Early on in the suicide-bomber analysis The War Within, it looks like director Joseph Castelo and co-writer/star Ayad Akhtar are up to something high-concept and contrived. In the film's opening scenes, Akhtar, a Pakistan-born student, is kidnapped off the streets of Paris and flown to a dank prison where he's viciously tortured and questioned about terrorist activity. Three years later, he arrives in New York City a harder, more somber man, ready to join a terrorist cell and carry a bomb into Grand Central Station. For a while, the two timelines play out in parallel, with scenes of Akhtar preparing for the attacks alternating with horrific sequences from his interrogations. Clearly, one event informs the other—Akhtar's prison cellmate Charles Daniel Sandoval becomes his terrorist cell leader, for instance—and it seems Castelo and Akhtar are working toward an ironic and tragic cause-and-effect chain, whereby brutality turns Akhtar into the brute his captors think he is, and immoderate repression of terrorists simply creates more of them.

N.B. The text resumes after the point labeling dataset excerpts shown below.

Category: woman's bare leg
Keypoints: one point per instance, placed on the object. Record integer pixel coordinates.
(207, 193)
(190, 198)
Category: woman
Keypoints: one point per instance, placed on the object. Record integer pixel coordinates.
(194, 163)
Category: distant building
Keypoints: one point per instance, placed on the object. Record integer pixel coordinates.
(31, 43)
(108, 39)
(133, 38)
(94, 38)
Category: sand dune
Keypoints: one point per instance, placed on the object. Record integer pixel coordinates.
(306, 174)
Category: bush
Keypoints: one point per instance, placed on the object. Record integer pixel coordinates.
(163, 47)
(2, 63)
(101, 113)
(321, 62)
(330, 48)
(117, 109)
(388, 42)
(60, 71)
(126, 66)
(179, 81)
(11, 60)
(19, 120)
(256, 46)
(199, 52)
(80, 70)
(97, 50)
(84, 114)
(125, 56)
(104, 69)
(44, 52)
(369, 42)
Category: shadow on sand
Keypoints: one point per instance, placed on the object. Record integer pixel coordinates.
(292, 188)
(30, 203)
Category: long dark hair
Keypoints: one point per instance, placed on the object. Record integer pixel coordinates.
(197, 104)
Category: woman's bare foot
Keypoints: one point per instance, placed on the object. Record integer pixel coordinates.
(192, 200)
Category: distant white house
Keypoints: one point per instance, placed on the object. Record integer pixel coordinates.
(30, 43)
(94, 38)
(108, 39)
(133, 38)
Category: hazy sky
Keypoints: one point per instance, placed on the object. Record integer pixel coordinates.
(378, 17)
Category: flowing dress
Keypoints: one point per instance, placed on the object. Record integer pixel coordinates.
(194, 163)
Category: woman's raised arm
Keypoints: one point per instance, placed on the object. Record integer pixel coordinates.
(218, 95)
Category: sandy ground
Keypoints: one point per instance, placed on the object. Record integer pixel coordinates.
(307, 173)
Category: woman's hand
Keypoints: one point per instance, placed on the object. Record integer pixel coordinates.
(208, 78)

Instead, the history plotline fizzles out midway through, without clarifying such essential points as who was questioning Akhtar, whether he was innocent, how he left their custody, what he was like before it, and how he concluded that radical Islam and punitive attacks on America were appropriate responses. Instead, The War Within veers into a study of the pressures acting on him—his devout beliefs, his nightmarish past, his observations of the innocents around him, and particularly his relationship with old friend Firdous Bamji, who takes Akhtar in, believing he's in the country for a job interview. Their friendship is particularly poignant because of Bamji's openhearted trust—in America and in authority, but in Akhtar as well. The ease with which Akhtar hides his intentions is chilling; the implied question is, "How well do you really know your friends, neighbors, or even family?" But even eerier is the way Akhtar passes on his beliefs to Bamji's son, even as he seems to be questioning them himself.

The War Within manages a fascinating balancing act by humanizing a terrorist without justifying his actions; he's had staggering wrongs done to him, he honestly believes he's doing the right thing, and he's a more sympathetic figure than Sandoval, who lacks even the courage of his supposed convictions. But that doesn't prevent Akhtar from contemplating abominations. Akhtar brings the character across brilliantly, but his internal battle is murky and obscure, and Castelo gives the film a correspondingly murky, obscure look, with Akhtar spending so much time wallowing in darkness that his ventures into daylight appropriately seem like journeys to another world. The War Within is sometimes too pat and sometimes ragged with omissions and confusions, but it's still a fascinating look outside of that familiar world and into a harsher one, where even the unfathomable has its reasons, which run far deeper than the blithe summary "terrorists just hate freedom."